Face à la diminution de la production des petits planteurs et aux difficultés croissantes liées à la pénurie de main-d’œuvre, la mécanisation de la récolte de la canne apparaît comme une nécessité pour assurer la viabilité de ce segment de l’industrie cannière. C’est dans cette perspective que l’International Trade Centre (ITC), dans le cadre de l’EU-ACP Business Friendly Programme financé par l’Union européenne et l’Organisation des États d’Afrique, des Caraïbes et du Pacifique (OACPS), organise une formation pratique consacrée à l’utilisation et à l’entretien de la « koupez pei ».
Cette formation, organisée en collaboration avec le Centre d’Excellence Africain en Logistique (CEAL) et les Planters’ Services d’Alteo Milling Ltd, réunit des opérateurs issus notamment des associations de petits planteurs, des entreprises, de la Mauritius Cane Industry Authority (MCIA) et de ses départements. Les grands planteurs manifestent également un intérêt pour cet équipement, notamment pour les champs qui sont encore récoltés manuellement en raison de différentes contraintes.
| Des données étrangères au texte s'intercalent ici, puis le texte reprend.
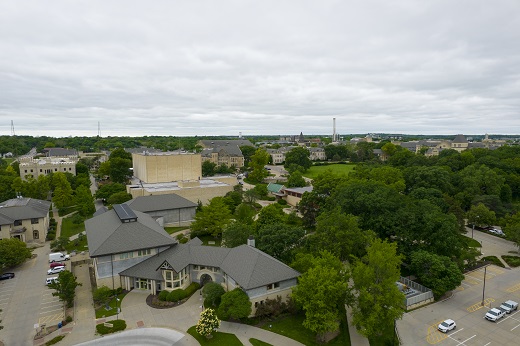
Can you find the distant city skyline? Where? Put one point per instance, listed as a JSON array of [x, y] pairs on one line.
[[208, 68]]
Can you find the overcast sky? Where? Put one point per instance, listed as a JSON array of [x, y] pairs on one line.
[[222, 67]]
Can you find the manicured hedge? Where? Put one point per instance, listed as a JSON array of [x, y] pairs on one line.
[[192, 288], [176, 295], [118, 325]]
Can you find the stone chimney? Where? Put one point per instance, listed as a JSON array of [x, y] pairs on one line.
[[251, 241]]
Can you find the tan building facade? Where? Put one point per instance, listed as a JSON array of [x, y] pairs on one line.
[[26, 219], [166, 167], [45, 165]]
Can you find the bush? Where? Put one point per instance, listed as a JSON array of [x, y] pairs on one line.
[[192, 288], [512, 261], [163, 296], [176, 295], [118, 325]]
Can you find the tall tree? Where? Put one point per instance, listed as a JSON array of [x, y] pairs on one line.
[[65, 287], [257, 165], [84, 201], [439, 273], [212, 218], [234, 305], [298, 159], [378, 302], [13, 252], [322, 292], [63, 196]]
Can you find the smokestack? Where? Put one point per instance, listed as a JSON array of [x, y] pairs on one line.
[[334, 130]]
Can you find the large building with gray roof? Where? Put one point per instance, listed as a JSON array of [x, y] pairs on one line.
[[26, 219], [130, 250]]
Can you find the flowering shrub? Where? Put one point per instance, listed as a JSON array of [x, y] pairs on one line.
[[208, 323]]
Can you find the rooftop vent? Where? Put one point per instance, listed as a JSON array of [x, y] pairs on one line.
[[124, 213]]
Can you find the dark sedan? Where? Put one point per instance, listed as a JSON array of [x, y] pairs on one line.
[[6, 276]]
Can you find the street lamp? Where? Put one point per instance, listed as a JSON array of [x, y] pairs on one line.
[[484, 287], [117, 307]]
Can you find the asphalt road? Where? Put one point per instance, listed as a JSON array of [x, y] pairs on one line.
[[26, 301]]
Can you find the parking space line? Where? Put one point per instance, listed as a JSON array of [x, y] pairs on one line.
[[477, 306], [513, 288], [46, 312], [434, 335]]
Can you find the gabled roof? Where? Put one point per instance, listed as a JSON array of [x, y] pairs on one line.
[[248, 266], [23, 209], [160, 202], [107, 234]]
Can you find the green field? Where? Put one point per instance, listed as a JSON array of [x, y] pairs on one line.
[[314, 171]]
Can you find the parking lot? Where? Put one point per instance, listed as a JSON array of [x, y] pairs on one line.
[[467, 307], [27, 302]]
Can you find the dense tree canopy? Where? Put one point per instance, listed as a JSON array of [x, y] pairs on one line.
[[13, 252]]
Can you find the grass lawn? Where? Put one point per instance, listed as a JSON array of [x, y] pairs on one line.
[[68, 228], [256, 342], [77, 245], [292, 327], [100, 312], [173, 230], [472, 242], [494, 260], [223, 339], [314, 171], [512, 261]]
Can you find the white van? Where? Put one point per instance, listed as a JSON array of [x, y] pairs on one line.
[[58, 257], [51, 280]]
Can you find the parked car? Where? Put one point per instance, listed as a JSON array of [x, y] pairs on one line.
[[447, 326], [495, 314], [55, 270], [51, 280], [509, 306], [6, 276]]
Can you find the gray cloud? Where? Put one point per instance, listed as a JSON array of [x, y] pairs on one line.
[[269, 67]]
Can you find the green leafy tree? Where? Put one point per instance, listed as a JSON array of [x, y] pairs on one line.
[[120, 170], [340, 234], [234, 305], [244, 213], [378, 301], [257, 165], [479, 215], [84, 201], [107, 190], [279, 240], [208, 323], [236, 234], [63, 194], [65, 287], [13, 252], [208, 168], [248, 151], [119, 198], [296, 180], [439, 273], [322, 292], [102, 295], [298, 159], [212, 219], [212, 294]]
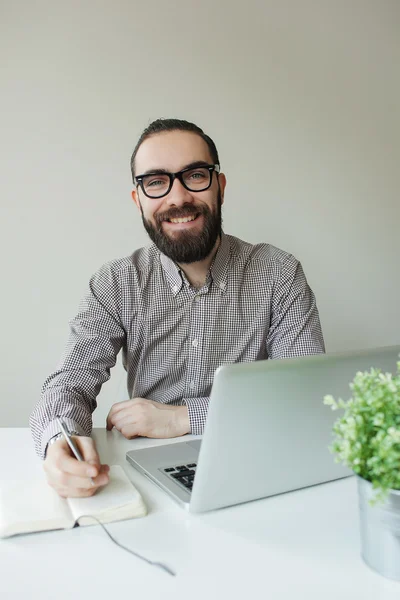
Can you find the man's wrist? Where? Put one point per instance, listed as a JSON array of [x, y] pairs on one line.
[[182, 420]]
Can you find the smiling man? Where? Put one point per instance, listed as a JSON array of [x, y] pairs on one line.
[[194, 299]]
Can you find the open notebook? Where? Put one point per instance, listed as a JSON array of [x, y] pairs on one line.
[[28, 506]]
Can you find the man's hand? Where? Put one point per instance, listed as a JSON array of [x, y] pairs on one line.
[[70, 477], [148, 419]]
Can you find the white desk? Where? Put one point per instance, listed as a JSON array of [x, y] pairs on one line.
[[299, 545]]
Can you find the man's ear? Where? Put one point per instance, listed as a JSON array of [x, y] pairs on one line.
[[135, 198], [222, 185]]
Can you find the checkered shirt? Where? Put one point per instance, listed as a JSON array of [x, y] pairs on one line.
[[255, 304]]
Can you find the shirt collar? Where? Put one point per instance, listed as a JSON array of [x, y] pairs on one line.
[[219, 268]]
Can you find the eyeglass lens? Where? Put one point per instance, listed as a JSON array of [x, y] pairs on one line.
[[195, 180]]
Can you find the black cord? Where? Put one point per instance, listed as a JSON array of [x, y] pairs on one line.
[[150, 562]]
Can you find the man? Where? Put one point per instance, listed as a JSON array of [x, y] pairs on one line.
[[179, 308]]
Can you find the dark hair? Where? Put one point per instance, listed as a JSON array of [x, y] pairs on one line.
[[163, 125]]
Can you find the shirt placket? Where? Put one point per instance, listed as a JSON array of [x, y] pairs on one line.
[[195, 342]]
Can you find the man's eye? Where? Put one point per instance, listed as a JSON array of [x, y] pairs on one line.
[[197, 175], [155, 183]]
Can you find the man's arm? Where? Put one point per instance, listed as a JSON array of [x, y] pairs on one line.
[[197, 411], [295, 328], [96, 337]]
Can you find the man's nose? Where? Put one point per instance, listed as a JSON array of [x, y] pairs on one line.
[[178, 194]]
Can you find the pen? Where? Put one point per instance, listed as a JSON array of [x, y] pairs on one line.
[[71, 442]]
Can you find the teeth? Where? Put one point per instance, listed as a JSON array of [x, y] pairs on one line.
[[184, 220]]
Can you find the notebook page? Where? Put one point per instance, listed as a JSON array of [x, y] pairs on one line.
[[118, 493], [31, 505]]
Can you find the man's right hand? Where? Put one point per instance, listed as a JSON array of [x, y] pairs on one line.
[[70, 477]]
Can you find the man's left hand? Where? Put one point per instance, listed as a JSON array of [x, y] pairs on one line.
[[147, 418]]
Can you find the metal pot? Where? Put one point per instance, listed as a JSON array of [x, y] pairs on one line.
[[380, 531]]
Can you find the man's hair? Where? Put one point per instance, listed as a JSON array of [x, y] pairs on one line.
[[163, 125]]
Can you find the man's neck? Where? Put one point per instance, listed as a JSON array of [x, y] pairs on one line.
[[196, 273]]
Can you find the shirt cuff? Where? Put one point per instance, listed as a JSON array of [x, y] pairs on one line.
[[197, 410], [53, 428]]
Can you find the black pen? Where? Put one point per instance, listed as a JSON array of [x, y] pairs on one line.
[[71, 443]]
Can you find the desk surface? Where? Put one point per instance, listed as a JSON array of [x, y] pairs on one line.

Jean Claude Autrey indique que cette initiative s’inscrit dans le cadre d’un projet plus vaste financé par les Nations unies à travers l’ITC de Genève et l’Union européenne à travers le Secrétariat des États ACP à Bruxelles. Le projet vise notamment à créer davantage de valeur au sein de la filière canne, à accroître la production de canne et de sucre, à améliorer le marketing du sucre et à favoriser le développement de l’industrie du rhum.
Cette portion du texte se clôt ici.